The Broadman Bible commentary disagrees in regard to the value of the price, even though it also takes the passage quite literally, stating: “Such specification [of the amount] underscores the historicity of the passage. The varied items and measures suggest that Hosea was probably hard pressed to raise the purchase price for his wife, having to resort to both silver and grain as opposed to all of one or the other. There is no way to determine the precise amount which Hosea paid for Gomer, but the price of a slave was generally reckoned at 30 shekels of silver… It was at considerable price, but for a poor man of the eighth century, that Hosea redeemed his wife. He expended his accumulated possessions in exchange for one who had despised him publically. Only a love like that of God could so prompt a man to forgive and redeem.”

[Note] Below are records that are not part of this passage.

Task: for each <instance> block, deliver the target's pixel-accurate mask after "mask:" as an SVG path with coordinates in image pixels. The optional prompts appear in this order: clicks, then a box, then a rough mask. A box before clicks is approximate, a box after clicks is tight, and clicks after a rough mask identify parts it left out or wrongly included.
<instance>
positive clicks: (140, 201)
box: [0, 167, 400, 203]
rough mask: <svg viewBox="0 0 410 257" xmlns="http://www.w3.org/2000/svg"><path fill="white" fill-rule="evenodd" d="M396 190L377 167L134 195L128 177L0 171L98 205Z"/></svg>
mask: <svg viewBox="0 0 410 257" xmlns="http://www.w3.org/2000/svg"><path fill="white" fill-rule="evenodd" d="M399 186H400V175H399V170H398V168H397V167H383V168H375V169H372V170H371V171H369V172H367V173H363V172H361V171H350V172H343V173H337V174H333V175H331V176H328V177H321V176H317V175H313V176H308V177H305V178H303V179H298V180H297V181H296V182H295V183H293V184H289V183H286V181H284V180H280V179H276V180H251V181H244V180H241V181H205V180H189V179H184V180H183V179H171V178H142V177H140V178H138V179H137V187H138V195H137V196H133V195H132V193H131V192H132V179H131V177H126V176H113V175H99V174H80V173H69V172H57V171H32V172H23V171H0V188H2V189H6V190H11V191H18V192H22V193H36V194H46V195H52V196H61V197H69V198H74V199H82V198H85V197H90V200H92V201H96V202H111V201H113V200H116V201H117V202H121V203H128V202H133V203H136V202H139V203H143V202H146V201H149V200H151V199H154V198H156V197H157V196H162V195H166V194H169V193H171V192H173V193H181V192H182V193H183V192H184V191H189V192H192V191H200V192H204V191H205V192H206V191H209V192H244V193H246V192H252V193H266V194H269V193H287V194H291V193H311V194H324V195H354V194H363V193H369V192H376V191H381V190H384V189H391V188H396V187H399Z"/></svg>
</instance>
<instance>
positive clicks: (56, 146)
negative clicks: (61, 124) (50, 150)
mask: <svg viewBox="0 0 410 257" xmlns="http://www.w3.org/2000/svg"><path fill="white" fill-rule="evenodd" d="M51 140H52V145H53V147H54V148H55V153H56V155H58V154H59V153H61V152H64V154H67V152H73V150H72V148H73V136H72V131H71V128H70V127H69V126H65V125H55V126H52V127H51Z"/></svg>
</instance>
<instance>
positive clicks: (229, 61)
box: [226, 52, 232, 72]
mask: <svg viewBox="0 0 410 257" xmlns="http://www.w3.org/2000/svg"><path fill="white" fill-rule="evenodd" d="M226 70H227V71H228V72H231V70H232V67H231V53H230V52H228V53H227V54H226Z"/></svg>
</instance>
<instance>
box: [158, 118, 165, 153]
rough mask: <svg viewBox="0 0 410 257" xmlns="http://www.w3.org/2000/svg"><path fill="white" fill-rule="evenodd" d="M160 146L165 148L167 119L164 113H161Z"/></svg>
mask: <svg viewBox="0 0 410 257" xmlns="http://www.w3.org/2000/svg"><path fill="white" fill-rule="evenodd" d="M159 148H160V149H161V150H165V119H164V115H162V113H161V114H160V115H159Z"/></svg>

Clarke’s Commentary on the Bible, which understands Hosea 1:2-3 in a strictly spiritual sense, as describing spiritual idolatry and not physical adultery, continues to point out the following regarding Hosea 3:1-3:

“This is a different command from that mentioned in the first chapter. That denoted the infidelity of the kingdom of Israel, and God’s divorce of them. He gave them up to their enemies, and caused them to be carried into captivity. The woman mentioned here represents one who was a lawful wife joining herself to a paramour; then divorced by her husband; afterwards repenting, and desirous to be joined to her spouse; ceasing from her adulterous commerce, but not yet reconciled to him. This was the state and disposition of the Jews under the Babylonish captivity. Though separated from their own idols, they continued separated from their God. He is still represented as having affectionate feelings towards them; awaiting their full repentance and contrition, in order to renew the marriage covenant. These things are pointed out by the symbolical actions of the prophet.”

Most would disagree that Hosea 3 describes a different woman than the one in Hosea 1. It appears that the same woman is described in both passages. Therefore, Clarke’s reference to the “Jews under Babylonish captivity” misses the point. Hosea was a prophet sent to the house of Israel, prior to their captivity through the Assyrians. The Jews—the house of Judah—would be captured much later through the Babylonians. Hosea addresses the same woman in both chapters, referring to the house of Israel in both cases.

In light of this confusion, the following comments by Soncino are more convincing in this context. It points out some problems with the concept of taking this passage literally, stating that “at the bidding of God, Hosea gives his wife, who had left him for another man, a chance to retrieve herself… Although Gomer had betrayed him, he was to take her back as the wife he had formerly loved… The Torah (Deuteronomy 24:1 ff.) forbade the return of a divorced wife after she had lived with another man.”

Therefore, it would be difficult to understand this passage in a literal way, rather than as a vision and a parable with spiritual applications.

The Jamieson Fausset and Brown commentary, which had understood Hosea 1:2-3 as a vision, states pertaining to Hosea 3:1:

“The prophet is to take back his wife, though unfaithful, as foretold in [Hosea] 1:2. He purchases her from her paramour, stipulating she should wait for a long period before she should be restored to her conjugal rights… at last she shall acknowledge Messiah, and know [God’s] goodness restored to her.”

Again, it seems to be the correct understanding that Hosea did not carry out literally, what is described in Hosea 3:1-3, but that he received God’s words in a vision to tell in a parable that Jesus Christ—the YHWH of the Old Testament–would marry spiritual Israel at the time of His return, after His Old Testament unfaithful “wife” had repented and obtained forgiveness of sin and the gift of the Holy Spirit at the time of baptism, thereby becoming spiritual Israel. God will marry her after “His wife has made herself ready” (Revelation 19:7-9).